Most importantly, all of this is typically happening before the customer is even aware of the issue. Many times, the first a data center manager is hearing of an event is from us, asking for permission to make a remote change to an operating system or alerting them that we’re on the way to replace a component.

This approach initiates a radically different and more positive customer service interaction than many companies enjoy. We get to pair a solution-in-progress with the initial notice of a problem. Customers barely have time for dismay before they’re back to 100%.

Implications for Customer Service

Last year, our company, Park Place Technologies, assessed the status of machine learning and decided to take the plunge. We deployed a machine learning-based predictive maintenance capability for our clients and called it ParkView. It was an industry first, and there’s always risk in getting out in front—but less than a year later, the results are impressive.

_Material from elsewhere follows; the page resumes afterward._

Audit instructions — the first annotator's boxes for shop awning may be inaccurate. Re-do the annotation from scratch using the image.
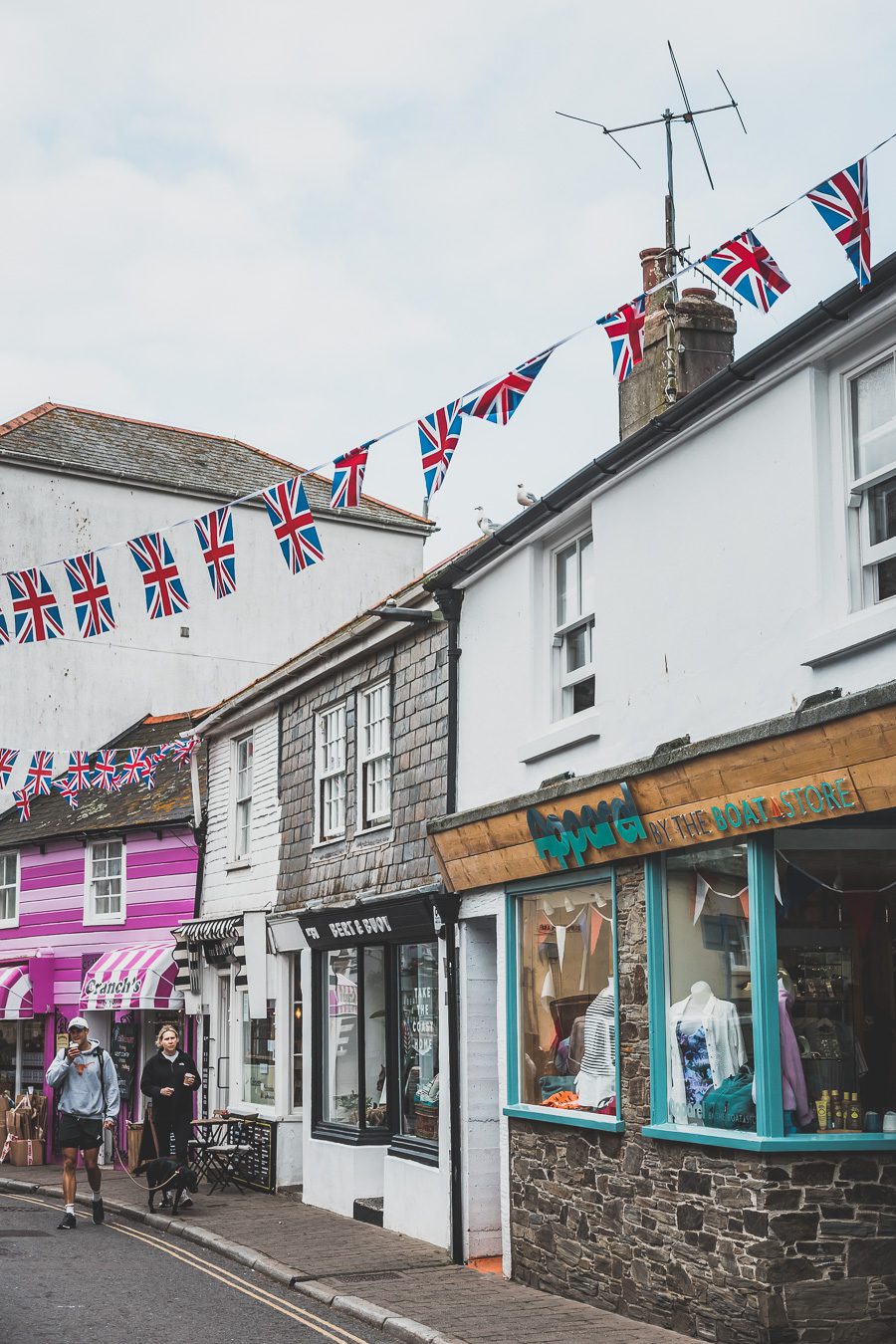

For any B2B company, the potential to avoid the fraught and often angry problem-reporting phase and jump right into making the customer happy—it’s nothing short of a golden ticket to customer satisfaction. We’re finding that this capability is shifting our conversations with clients, from handling immediate crises to designing longer term optimization and planning strategies. The predictive mode is infectious and empowering, and it can turn a standard, transactional customer relationship into a true partnership—and yes, revenue-generation opportunities ensue.

The applications for predictive maintenance certainly aren’t limited to data centers. The world is currently adapting to the Internet of Things (IoT), an age where almost every product imaginable will be collecting data and connecting to the Web. New services of all types will be layered on top of these devices to leverage the wealth of information in seamless ways for customers. We’re already seeing it in our refrigerators, doorbells, and other home automation equipment, and with industrial IoT, smart technologies have hit factory floors, oil pipelines, and remote facilities around the globe.

In other words, every facet of our lives and businesses is coming to resemble the complex IT systems to which Park Place Technologies has applied AI. Other B2B leaders will be soon applying the predictive service model to their offerings, so they too can make their customers’ problems disappear before they happen.